Now Finance Minister Grant Robertson is thinking about restarting them after two lost years of progress to avoid plunging New Zealand into an infrastructure crisis.
At a recent visit to a big engineering firm in Napier we were shown the last large bridge components being manufactured for projects funded by National. There is nothing in the future pipeline and these massive projects take time.
This has left Kiwis worse off as congestion grows, our economy slows, and the number of people waiting for housing has more than doubled in two short years.
National won't make the same mistakes. If we're given the chance to govern in 2020 we will be the party of infrastructure. We will get on and build things.
We recently released two discussion documents that outline our priorities on infrastructure, transport, and housing. The documents signal our clear intention to establish a long-term pipeline of infrastructure projects to give the construction sector certainty.
National won't neglect our highway network like Labour has. We will invest in the safe, efficient high-quality highways that motorists deserve in return for all the tax Labour has stung them with.

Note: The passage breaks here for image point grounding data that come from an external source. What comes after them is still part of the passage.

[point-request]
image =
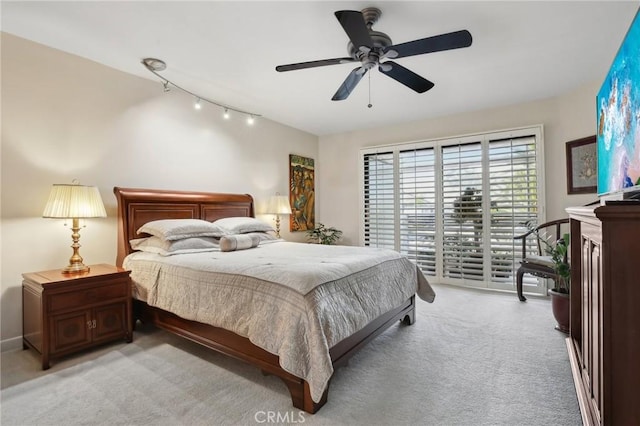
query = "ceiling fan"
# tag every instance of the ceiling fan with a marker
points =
(369, 47)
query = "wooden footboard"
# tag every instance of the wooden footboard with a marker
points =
(239, 347)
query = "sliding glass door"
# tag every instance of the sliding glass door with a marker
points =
(454, 205)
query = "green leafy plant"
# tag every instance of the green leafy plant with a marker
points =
(558, 251)
(323, 235)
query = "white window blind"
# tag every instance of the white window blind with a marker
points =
(379, 200)
(454, 205)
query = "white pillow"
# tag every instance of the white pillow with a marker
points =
(175, 229)
(262, 236)
(238, 242)
(243, 225)
(164, 247)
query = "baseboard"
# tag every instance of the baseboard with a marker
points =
(11, 344)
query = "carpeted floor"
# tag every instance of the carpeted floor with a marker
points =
(471, 358)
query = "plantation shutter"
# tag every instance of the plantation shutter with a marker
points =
(513, 189)
(417, 186)
(453, 205)
(462, 211)
(379, 203)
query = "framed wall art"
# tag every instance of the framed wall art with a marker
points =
(582, 167)
(301, 193)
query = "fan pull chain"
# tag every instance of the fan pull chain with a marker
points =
(370, 104)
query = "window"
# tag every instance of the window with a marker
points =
(454, 205)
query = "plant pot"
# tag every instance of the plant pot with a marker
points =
(560, 307)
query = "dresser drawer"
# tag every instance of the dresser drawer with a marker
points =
(87, 296)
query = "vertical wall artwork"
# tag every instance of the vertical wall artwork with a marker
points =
(301, 193)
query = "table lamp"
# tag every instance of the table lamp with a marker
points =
(75, 202)
(278, 204)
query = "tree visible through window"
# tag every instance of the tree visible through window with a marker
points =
(453, 206)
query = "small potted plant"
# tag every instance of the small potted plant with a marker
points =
(323, 235)
(558, 251)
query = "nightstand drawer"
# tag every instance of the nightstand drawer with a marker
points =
(88, 296)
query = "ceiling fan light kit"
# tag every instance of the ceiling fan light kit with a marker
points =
(370, 47)
(156, 65)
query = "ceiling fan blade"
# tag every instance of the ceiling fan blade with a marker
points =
(353, 24)
(405, 76)
(312, 64)
(454, 40)
(349, 84)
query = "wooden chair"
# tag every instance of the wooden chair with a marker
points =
(541, 264)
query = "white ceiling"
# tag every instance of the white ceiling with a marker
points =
(227, 51)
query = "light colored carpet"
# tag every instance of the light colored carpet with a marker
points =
(471, 358)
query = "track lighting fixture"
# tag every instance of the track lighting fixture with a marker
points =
(155, 65)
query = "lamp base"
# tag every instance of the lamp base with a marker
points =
(77, 268)
(75, 262)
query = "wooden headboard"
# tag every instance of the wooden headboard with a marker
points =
(139, 206)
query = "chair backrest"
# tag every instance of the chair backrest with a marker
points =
(551, 231)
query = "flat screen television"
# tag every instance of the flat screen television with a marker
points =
(618, 121)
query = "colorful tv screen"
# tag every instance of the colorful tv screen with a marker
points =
(618, 119)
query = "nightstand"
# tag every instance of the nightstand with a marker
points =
(65, 313)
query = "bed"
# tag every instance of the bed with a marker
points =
(297, 358)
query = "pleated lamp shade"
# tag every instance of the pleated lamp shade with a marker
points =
(68, 201)
(279, 204)
(75, 202)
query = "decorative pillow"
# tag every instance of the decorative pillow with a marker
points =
(164, 247)
(238, 242)
(242, 225)
(175, 229)
(262, 236)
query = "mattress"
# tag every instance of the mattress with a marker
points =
(293, 300)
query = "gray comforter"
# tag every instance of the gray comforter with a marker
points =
(293, 300)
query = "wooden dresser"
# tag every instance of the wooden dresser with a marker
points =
(604, 338)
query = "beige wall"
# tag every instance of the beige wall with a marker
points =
(64, 117)
(567, 117)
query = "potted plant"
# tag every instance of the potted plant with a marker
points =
(560, 292)
(323, 235)
(558, 251)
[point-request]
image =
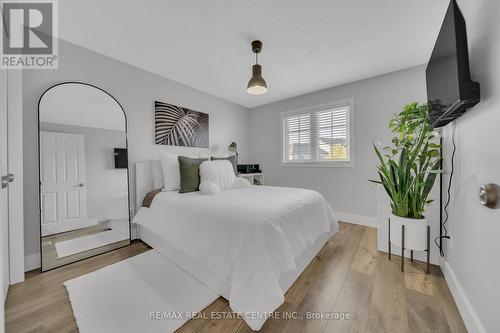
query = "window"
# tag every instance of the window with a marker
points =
(318, 136)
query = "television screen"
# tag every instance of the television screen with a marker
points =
(121, 159)
(450, 90)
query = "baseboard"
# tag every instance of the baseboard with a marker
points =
(358, 219)
(32, 262)
(469, 316)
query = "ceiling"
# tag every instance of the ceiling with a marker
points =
(308, 45)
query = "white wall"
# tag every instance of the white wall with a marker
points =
(136, 90)
(472, 263)
(102, 179)
(347, 189)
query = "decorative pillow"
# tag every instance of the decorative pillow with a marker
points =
(170, 168)
(209, 188)
(219, 172)
(189, 169)
(231, 159)
(157, 173)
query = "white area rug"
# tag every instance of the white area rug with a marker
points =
(122, 296)
(85, 243)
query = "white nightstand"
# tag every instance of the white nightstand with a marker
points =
(253, 178)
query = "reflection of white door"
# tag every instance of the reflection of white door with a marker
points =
(63, 187)
(4, 201)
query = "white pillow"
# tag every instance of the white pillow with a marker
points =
(209, 188)
(240, 182)
(157, 173)
(219, 172)
(170, 167)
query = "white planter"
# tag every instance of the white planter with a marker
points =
(415, 232)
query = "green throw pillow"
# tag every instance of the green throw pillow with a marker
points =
(189, 169)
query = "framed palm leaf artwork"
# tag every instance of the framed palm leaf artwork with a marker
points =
(178, 126)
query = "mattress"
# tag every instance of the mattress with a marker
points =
(247, 239)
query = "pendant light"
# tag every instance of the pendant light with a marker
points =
(257, 85)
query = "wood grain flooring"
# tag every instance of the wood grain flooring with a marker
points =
(348, 278)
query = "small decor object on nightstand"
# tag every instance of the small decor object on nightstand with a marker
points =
(408, 170)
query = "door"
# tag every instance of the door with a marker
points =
(62, 177)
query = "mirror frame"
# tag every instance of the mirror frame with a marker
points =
(40, 183)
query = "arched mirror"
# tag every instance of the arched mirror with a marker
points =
(84, 192)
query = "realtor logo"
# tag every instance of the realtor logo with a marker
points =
(29, 34)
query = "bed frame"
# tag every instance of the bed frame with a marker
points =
(144, 184)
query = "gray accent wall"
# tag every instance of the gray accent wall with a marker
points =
(136, 90)
(471, 264)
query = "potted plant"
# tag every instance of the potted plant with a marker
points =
(407, 171)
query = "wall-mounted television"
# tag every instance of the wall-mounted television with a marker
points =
(121, 158)
(450, 89)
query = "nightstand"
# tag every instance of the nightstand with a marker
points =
(253, 178)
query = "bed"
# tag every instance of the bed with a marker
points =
(247, 244)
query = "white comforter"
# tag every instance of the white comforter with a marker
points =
(246, 237)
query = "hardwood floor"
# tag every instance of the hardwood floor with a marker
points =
(348, 276)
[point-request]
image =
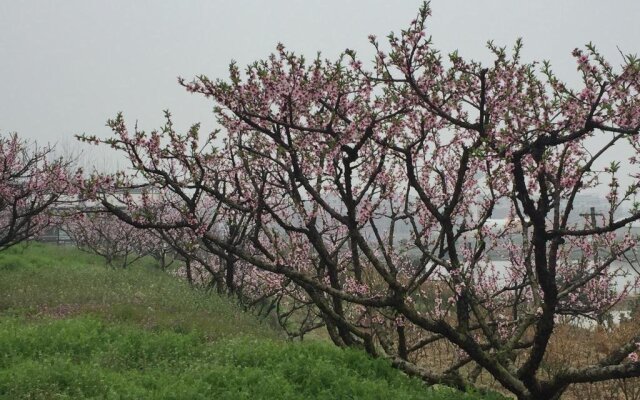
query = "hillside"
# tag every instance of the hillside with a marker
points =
(70, 328)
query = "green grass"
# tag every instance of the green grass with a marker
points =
(70, 328)
(41, 280)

We're proposing to complete our original Roads of National Significance which includes the Hawke's Bay Expressway Four laning, and begin a second generation programme to connect our regions, unlocking their vast social and economic potential.
As export growth through the Napier Port explodes we will also need to look at the Prebensen Drive to Port linkage.
We will keep the Kiwi dream of home ownership alive by overhauling planning rules and repealing the Resource Management Act, which has been tinkered with to the point where it's now a barrier to getting houses and infrastructure built cheaply and efficiently.
The current Government wants to borrow big to pay for the infrastructure we need. Racking up billions in debt on the country's credit card means you, your children, and your grandchildren will be paying it back.
National will take a different approach by exploring new approaches to infrastructure financing and procurement, including commercial revenue schemes, partnerships with the private sector, and capital injections from general government spending.
We'll deliver economic infrastructure that will grow our economy and create jobs.
National is doing the hard work now so we can hit the ground running in 2020.